Os tecidos moles, por outro lado, podem revelar muito mais. Estes elementos fósseis raros incluem músculos e ligamentos, pigmentos ou mesmo pele (como escamas ou penas). Eles fornecem pistas importantes sobre aparência, movimento e comportamento.
Outro tipo de tecido mole às vezes preservado dentro do osso são os vasos sanguíneos. Minha equipe de pesquisa e eu identificamos vasos sanguíneos preservados Tiranossauro rex fósseis, e nossas descobertas foram publicadas recentemente na Scientific Reports.
Uma descoberta que começou com a física
Como estudante de graduação em física na Universidade de Regina, entrei para um grupo de pesquisa que usava aceleradores de partículas para estudar fósseis. Naquela época, usei técnicas avançadas de imagem 3D para testar T.Rex Ossos e estruturas-alvo que parecem ser vasos sanguíneos.
Quase seis anos depois, sou agora um doutoramento, continuando a aplicar métodos baseados na física para melhorar a forma como os fósseis são analisados.
O maior t. Rex encontrado
Os vasos preservados são de um espécime notável conhecido como Scotty. Localizado no Royal Saskatchewan Museum do Canadá, Scotty é o maior T.Rex Um dos mais completos e já descobertos.
As evidências mostram que Scotti viveu uma vida difícil há cerca de 66 milhões de anos. Muitos de seus ossos mostram sinais de trauma, talvez devido a batalhas com outros dinossauros ou doenças. Uma costela se destaca, mostrando uma grande fratura que foi apenas parcialmente curada.
Quando o osso é danificado, o corpo aumenta a atividade dos vasos sanguíneos na área afetada para apoiar a cura. As estruturas que vimos nas costelas de Scotty parecem fazer parte desse processo, criando uma densa rede de vasos mineralizados que reconstruímos usando modelos 3D.
Imagens avançadas revelam estruturas ocultas
Estudar o interior dos ossos fósseis apresenta dois grandes desafios. Primeiro, os pesquisadores precisam olhar para dentro sem danificar a amostra. Em segundo lugar, os ossos fossilizados são extremamente densos porque os minerais substituíram o material orgânico original ao longo de milhões de anos.

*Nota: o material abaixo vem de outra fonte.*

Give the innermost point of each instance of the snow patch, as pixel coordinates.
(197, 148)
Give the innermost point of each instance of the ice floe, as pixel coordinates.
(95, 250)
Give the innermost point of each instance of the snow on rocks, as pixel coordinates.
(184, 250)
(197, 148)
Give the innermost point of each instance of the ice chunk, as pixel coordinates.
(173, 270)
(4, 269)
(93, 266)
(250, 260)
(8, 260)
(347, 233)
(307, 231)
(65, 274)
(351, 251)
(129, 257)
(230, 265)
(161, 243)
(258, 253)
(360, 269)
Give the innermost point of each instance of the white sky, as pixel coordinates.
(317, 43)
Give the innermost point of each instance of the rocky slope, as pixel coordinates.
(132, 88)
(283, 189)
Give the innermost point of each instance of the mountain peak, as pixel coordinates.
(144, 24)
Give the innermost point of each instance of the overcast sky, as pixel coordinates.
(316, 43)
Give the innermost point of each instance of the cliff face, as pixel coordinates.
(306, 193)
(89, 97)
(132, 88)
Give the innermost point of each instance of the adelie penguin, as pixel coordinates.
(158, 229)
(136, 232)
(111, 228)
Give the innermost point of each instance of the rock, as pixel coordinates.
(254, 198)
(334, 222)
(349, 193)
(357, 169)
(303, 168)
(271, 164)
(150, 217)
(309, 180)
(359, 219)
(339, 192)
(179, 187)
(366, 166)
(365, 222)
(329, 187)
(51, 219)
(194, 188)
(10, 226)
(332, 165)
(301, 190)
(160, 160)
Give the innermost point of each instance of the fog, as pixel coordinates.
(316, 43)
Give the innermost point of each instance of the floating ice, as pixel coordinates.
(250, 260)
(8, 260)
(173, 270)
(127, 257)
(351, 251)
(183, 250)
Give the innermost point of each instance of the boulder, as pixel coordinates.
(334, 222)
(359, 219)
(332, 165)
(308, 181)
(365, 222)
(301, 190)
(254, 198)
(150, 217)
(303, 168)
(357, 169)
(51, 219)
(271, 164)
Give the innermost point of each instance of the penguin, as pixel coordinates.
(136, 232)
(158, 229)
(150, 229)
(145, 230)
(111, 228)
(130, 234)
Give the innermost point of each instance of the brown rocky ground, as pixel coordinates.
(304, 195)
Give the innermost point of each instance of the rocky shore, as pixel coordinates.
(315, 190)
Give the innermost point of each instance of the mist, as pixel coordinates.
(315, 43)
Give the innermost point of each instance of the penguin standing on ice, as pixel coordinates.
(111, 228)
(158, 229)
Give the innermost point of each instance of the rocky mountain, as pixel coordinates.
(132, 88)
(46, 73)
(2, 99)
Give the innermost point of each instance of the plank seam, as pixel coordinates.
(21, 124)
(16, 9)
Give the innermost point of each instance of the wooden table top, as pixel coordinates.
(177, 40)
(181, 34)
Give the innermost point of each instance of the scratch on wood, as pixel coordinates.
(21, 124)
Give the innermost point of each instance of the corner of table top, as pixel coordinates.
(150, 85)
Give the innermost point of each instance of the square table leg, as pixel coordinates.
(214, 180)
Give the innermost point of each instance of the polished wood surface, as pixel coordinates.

Inicialmente consideramos o uso de uma topografia computadorizada (TC), que é usada na medicina. Embora este método não seja destrutivo, os tomógrafos padrão não conseguem penetrar nas estruturas densas de grandes fósseis.
Em vez disso, recorremos à luz síncrotron, uma forma poderosa de raios X de alta intensidade produzida em instalações especiais de aceleradores de partículas. Esta técnica nos permite visualizar pequenas características internas, como vasos sanguíneos, com notável clareza.
A imagem síncrotron também possibilitou analisar a composição química da estrutura. Os vasos foram preservados como moldes mineralizados ricos em ferro, um processo fóssil comum. Curiosamente, apareceram em duas camadas distintas, refletindo uma história ecológica complexa que contribuiu para a sua preservação.
O que os vasos sanguíneos revelam sobre a vida dos dinossauros
A fratura de costela parcialmente curada de Scotty oferece uma rara oportunidade para estudar como T.Rex Recuperação de lesão. Ao examinar os vasos sanguíneos preservados, os pesquisadores podem obter informações sobre os processos de cura e estratégias de sobrevivência de grandes dinossauros predadores.
Este trabalho pode fornecer uma base para comparação com outras espécies de dinossauros e com animais modernos, como os pássaros, que estão intimamente relacionados aos dinossauros.
As descobertas também podem orientar futuras descobertas de fósseis. Ossos que mostram sinais de lesão ou doença podem ter maior probabilidade de preservar vasos sanguíneos ou outros tecidos moles, ajudando os cientistas a encontrar espécimes promissores.
Ao combinar física, paleontologia e tecnologia avançada de imagem, os pesquisadores estão começando a descobrir detalhes sobre a biologia dos dinossauros que antes eram considerados impossíveis de estudar.